We extended a previous exploratory study on identifying EoS in the modeling of heavy ion collisions from hadron spectra using DL technique [39]. In this extended study, we consider more realistic hybrid modeling for heavy-ion collisions, where hadronic cascade “afterburner” with finite number of particles and resonance decays are properly taken into account. In the hybrid modeling the final-state particle spectra are histograms containing large fluctuations and thus are different from those in the previous study [39], which are smooth hadron spectra from Cooper-Frye prescription with perfect statistics. Fig. 3 summarizes the predictive performances on the validation datasets in the above exploratory studies of different sub-scenarios.

We have demonstrated that, after the hydrodynamic evolution, stochastic particlization, hadronic cascade and resonance decays, the information about EoS in early dynamics is preserved in the final-state pion spectra, from the perspectives of deep CNN, as shown in Fig. 3. The event-by-event input for the network can reveal the EoS-type information with about 80% classification accuracy in binary classification setup.

The downward trend for the performance of network in validation with respect to the switching temperature in Fig. 3, implies that more stochasticity from the resonance decays and the elongated hadronic cascade will diminish the correlation between the EoS information in the early dynamics and the final-state particle spectra. This is in accordance with the common physical interpretation.
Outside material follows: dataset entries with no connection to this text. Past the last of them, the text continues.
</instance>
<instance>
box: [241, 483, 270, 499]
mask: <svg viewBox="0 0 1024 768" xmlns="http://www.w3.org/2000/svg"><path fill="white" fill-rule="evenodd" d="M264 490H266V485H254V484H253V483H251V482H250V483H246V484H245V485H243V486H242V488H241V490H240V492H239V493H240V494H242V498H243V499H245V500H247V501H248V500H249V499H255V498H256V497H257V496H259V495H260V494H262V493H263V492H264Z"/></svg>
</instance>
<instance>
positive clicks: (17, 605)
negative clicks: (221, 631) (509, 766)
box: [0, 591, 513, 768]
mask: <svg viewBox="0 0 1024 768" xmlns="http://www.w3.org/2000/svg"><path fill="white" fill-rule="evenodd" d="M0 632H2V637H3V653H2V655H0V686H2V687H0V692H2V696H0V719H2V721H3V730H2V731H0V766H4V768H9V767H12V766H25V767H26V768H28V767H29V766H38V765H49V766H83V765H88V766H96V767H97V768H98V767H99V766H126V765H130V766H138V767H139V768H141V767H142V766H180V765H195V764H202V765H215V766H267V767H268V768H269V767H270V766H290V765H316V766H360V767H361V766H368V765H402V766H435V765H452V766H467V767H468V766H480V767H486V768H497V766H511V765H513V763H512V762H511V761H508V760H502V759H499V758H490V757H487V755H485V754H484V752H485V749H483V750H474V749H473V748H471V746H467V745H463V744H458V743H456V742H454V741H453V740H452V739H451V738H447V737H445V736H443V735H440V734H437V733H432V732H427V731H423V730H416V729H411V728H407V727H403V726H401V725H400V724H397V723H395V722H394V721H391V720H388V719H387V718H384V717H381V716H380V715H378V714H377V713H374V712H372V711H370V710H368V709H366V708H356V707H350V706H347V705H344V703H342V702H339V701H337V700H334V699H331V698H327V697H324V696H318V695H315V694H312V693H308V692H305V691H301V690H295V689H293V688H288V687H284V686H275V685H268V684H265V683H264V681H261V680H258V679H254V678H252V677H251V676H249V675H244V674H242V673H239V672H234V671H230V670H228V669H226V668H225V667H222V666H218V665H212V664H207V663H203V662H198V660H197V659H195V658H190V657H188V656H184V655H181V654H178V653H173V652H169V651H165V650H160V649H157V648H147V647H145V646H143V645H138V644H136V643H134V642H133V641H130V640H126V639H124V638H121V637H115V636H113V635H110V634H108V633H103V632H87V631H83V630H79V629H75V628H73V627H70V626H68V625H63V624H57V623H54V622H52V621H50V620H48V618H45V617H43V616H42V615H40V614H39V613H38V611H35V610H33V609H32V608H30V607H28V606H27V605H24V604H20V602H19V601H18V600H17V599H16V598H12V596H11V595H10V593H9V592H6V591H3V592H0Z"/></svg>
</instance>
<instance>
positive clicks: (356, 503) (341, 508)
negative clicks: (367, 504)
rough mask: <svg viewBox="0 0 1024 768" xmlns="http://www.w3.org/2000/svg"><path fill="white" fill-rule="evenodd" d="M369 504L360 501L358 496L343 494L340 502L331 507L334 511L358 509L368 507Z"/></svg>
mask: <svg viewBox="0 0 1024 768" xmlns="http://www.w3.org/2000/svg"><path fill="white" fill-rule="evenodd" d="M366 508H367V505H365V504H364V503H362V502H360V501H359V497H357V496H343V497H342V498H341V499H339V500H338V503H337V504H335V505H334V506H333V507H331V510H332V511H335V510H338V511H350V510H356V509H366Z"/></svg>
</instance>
Finally, the hierarchy of the validation accuracy in different sub-scenarios in Fig. 3 shows that proper enhancement of statistics and reduction of fluctuations from either the final hadronic dynamics or together with the initial conditions in the input data are found to facilitate the revealing of the EoS information by the network from final-state particle spectra.

Fig. 4
figure 4

The architecture of our convolution neural network (CNN) for identifying the QCD transition type by using pion spectra with 24 transverse momentum \(p_T\) bins and 24 azimuthal angle \(\Phi \) bins

In conclusion, deep CNN can decode the imprint of the EoS in hydrodynamic evolution (encoded within the phase transition dynamics) on the final-state pion spectra from heavy-ion collisions. The good performance of the network does demonstrate that this “EoS-encoder” works. The fingerprint of the early dynamics of the bulk matter is not washed out by the evolution even when stochasticity is increased due to the hadronization and sequential hadron dynamics. Deep CNN provides an effective decoding method to extract high-level correlations from two-dimensional final-state pion spectra, which are immune to different physical factors, such as centrality bins. In relatively simple cases, fully-connected deep neural network can also identify the EoS from normalized pion \(p_T\) spectra with close validation accuracy as CNN does, which can lead us to discover new observables sensitive to EoS from normalized pion \(p_T\) spectra. The generalizability of the learned features with respect to other simulation models also depends on the simulation model for the training data generation. In the present study, the training data is generated with well tested iEBE-VISHNU (VISHNew + UrQMD) hybrid model. In the future we will explore how to capture the features which can be generalized to the testing data from other models as well as experimental data. Possible applications of the framework developed here can be extended to classifying fluctuating initial conditions, extracting transport coefficients of QCD matter, analysis of real experimental data filtering and pre-processing, and detector calibration.